Newcomers and old-timers alike can benefit from a graphical point-and-click user interface. This chapter shows you how Red Hat Linux starts a graphical login screen so that you can stay in the graphical environment. This chapter also provides an overview of the GNOME and KDE graphical user interfaces and explains how to customize the appearance of X applications. The next chapter introduces you to common Linux applications.
By reading this chapter, you learn the following:
After Linux boots, a process named init starts all the other processes. The exact set of initial processes depends on the run level, which typically is a number ranging from 0 to 6. The /etc/inittab file specifies the processes that start at each run level. The /etc/inittab file specifies that a graphical display manager starts at run level 5. In Red Hat Linux, the GNOME Display Manager (gdm) provides the graphical login prompt. The Red Hat Linux installation program can set up a graphical login for you.

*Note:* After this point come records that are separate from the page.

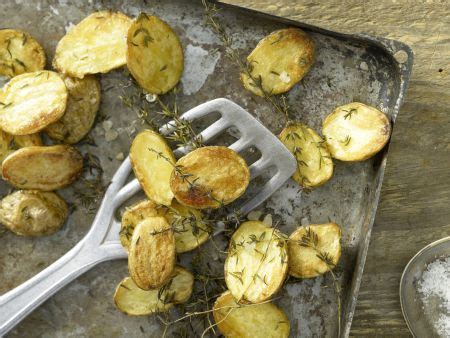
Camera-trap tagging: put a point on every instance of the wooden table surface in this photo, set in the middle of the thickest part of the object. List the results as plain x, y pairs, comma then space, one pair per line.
415, 202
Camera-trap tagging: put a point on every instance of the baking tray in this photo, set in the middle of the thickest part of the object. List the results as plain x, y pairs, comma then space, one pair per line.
347, 68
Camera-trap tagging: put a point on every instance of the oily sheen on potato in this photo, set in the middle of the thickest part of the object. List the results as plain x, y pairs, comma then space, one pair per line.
249, 321
279, 61
209, 177
31, 101
134, 301
42, 168
97, 44
19, 53
154, 54
257, 262
356, 132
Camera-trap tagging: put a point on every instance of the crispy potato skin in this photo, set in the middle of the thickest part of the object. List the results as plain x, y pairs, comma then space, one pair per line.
33, 213
256, 250
356, 132
281, 59
221, 176
82, 107
153, 171
32, 101
154, 54
151, 256
84, 50
314, 163
42, 168
133, 301
303, 261
254, 321
19, 53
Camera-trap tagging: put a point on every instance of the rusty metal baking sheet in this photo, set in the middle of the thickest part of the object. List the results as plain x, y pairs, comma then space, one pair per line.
347, 68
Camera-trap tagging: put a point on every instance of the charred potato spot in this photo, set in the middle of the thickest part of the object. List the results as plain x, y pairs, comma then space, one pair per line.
151, 256
33, 213
132, 300
356, 132
152, 162
19, 53
257, 262
279, 61
303, 260
42, 168
209, 177
314, 163
249, 321
31, 101
82, 107
95, 45
154, 54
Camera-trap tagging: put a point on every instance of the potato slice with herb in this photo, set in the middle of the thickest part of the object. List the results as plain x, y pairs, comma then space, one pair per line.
42, 168
209, 177
153, 162
314, 249
97, 44
151, 257
314, 163
19, 53
356, 132
133, 301
154, 55
31, 101
257, 262
278, 62
249, 320
82, 107
33, 213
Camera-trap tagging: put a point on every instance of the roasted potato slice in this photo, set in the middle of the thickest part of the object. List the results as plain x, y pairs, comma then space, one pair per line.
97, 44
134, 301
153, 162
257, 262
209, 177
42, 168
33, 213
278, 62
154, 54
31, 101
314, 163
82, 107
151, 257
249, 321
19, 53
314, 249
356, 132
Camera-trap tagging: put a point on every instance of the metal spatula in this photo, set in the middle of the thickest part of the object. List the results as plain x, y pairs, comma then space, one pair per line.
102, 241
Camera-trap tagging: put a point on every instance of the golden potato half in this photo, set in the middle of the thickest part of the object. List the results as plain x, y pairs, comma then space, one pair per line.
42, 168
314, 163
133, 301
19, 53
82, 107
356, 132
249, 321
95, 45
303, 259
209, 177
31, 101
257, 262
154, 54
151, 257
153, 162
279, 61
33, 213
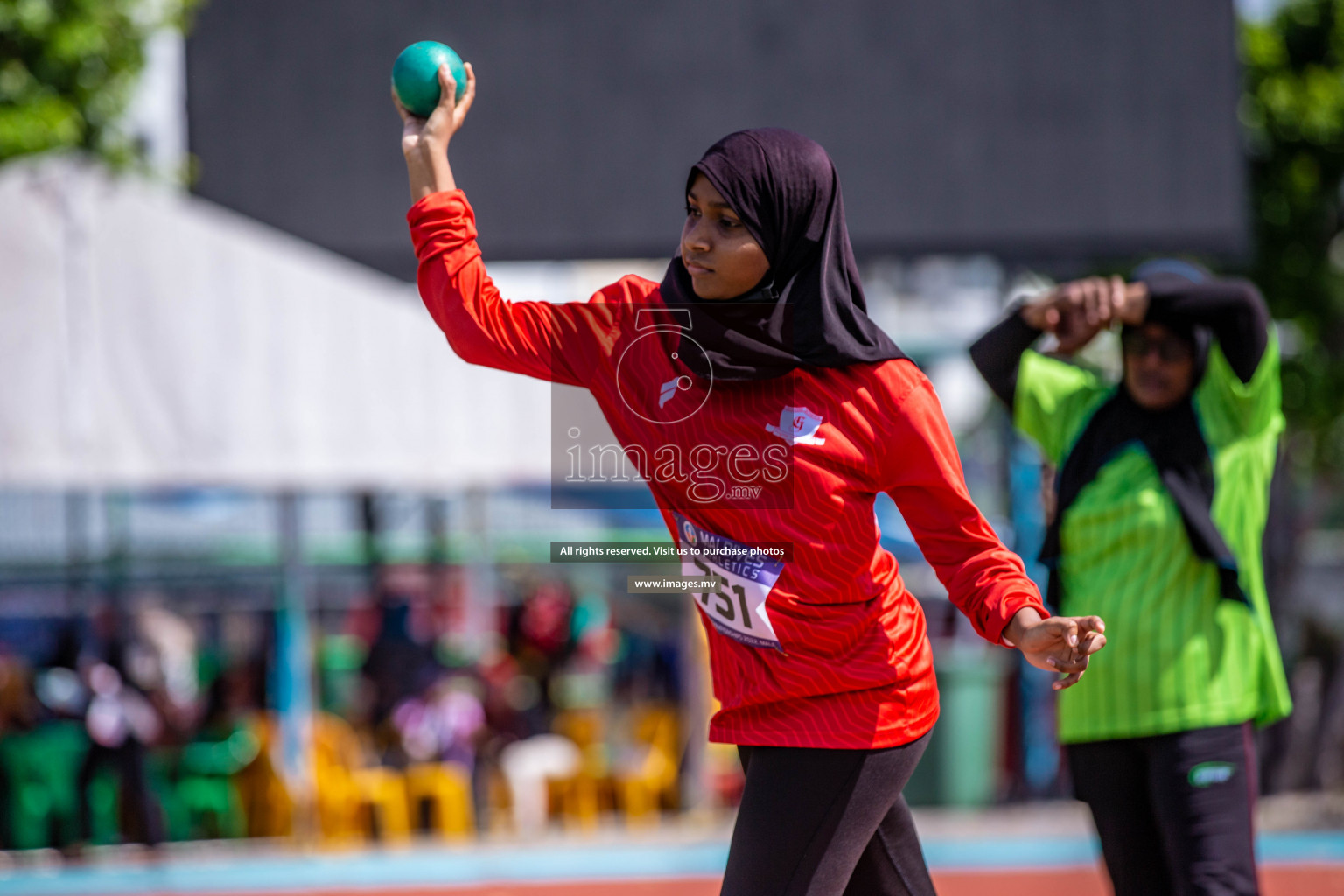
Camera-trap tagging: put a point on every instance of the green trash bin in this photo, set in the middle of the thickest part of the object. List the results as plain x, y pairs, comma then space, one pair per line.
962, 765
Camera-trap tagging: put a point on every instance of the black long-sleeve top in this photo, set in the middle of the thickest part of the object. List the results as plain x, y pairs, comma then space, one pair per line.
1231, 309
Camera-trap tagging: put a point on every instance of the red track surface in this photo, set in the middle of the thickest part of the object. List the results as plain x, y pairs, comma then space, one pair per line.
1278, 880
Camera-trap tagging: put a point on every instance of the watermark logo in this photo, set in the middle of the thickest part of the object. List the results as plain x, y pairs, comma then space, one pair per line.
1208, 774
647, 433
797, 426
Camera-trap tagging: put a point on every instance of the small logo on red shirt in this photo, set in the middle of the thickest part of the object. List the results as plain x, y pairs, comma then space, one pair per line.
797, 426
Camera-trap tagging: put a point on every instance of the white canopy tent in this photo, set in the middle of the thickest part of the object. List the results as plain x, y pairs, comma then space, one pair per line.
152, 339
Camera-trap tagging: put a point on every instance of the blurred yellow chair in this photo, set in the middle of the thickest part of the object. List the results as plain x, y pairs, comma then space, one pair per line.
382, 801
336, 754
448, 790
652, 783
266, 802
581, 797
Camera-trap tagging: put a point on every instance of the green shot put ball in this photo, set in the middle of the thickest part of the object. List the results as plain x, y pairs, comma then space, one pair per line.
416, 75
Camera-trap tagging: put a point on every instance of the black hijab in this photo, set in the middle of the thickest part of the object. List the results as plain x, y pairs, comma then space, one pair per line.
809, 309
1172, 439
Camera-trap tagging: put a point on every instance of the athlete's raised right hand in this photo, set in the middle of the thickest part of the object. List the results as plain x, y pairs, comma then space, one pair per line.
425, 140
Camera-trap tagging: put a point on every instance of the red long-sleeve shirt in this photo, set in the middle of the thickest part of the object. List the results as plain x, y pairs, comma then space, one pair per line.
828, 649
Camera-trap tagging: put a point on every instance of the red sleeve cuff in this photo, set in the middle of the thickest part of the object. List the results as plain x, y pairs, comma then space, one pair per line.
441, 225
998, 620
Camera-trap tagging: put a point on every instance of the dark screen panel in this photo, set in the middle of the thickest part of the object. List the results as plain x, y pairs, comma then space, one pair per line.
1033, 128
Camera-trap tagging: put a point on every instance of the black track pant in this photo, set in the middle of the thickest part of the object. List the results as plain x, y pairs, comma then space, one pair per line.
827, 822
1173, 812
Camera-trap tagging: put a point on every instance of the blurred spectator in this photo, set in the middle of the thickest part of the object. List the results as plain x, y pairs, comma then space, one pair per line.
122, 723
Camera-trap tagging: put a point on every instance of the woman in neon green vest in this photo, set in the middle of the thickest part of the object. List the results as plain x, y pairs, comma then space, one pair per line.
1161, 499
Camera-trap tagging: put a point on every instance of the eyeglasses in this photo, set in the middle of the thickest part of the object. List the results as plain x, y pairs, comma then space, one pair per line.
1170, 349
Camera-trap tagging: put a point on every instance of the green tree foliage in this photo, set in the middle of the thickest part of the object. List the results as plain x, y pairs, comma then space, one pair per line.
69, 67
1293, 112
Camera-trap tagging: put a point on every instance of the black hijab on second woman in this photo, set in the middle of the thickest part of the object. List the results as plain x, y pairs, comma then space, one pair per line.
1172, 438
809, 311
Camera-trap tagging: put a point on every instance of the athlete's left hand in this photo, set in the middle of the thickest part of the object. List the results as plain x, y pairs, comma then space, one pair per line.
1057, 644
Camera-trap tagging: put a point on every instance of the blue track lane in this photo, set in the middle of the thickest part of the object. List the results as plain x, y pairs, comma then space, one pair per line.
441, 866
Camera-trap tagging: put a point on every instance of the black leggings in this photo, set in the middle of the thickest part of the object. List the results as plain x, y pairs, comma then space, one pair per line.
827, 822
1173, 812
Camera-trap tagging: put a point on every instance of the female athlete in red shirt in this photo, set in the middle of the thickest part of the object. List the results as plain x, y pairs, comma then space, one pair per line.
772, 414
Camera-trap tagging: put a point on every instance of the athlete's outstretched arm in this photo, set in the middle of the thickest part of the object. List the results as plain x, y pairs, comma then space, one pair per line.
556, 343
984, 579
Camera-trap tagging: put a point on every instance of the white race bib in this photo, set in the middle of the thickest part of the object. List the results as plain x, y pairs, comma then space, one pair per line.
737, 607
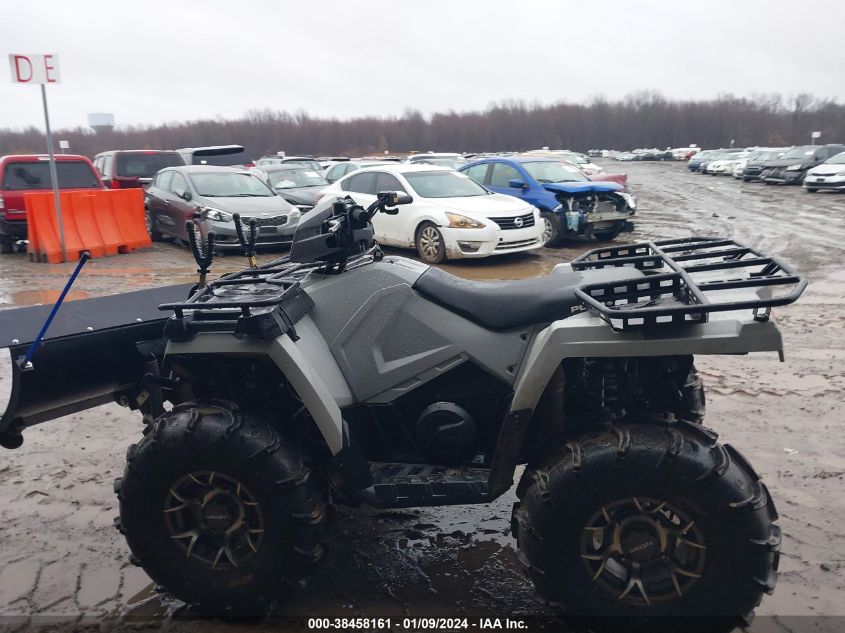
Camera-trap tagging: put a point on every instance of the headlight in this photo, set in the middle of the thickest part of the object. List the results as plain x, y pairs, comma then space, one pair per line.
463, 222
218, 215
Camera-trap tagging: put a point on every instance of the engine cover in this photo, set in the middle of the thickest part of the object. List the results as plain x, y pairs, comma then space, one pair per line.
446, 432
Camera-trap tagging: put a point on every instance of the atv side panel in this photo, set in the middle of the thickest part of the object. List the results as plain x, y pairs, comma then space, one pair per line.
387, 340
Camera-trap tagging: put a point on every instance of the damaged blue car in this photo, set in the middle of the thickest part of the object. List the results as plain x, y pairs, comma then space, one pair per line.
571, 205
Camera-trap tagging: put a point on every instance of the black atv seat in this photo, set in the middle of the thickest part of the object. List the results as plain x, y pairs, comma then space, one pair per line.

If you install KDE, you can opt to run the KDE Display Manager (KDM). To do so, add the line DISPLAYMANAGER="KDE" to the /etc/sysconfig/desktop file.
You can configure the initial graphical login screen through configuration files for gdm and kdm. For gdm, the configuration file is /etc/X11/gdm/gdm.conf and for kdm, the file is /usr/share/config/kdm/kdmrc. This chapter explains both of these configuration files.
GNOME and KDE are two popular GUIs for Linux. Red Hat Linux comes with both GNOME and KDE, but your system starts with GNOME as the default GUI. You can use the switchdesk utility to change your default GUI to KDE.
Both GNOME and KDE are similar to other modern desktop environments, such as Apple Mac OS and Microsoft Windows. Therefore, you can easily learn to use GNOME and KDE. Both include control centers from which you can customize various aspects of the desktop, including the appearance.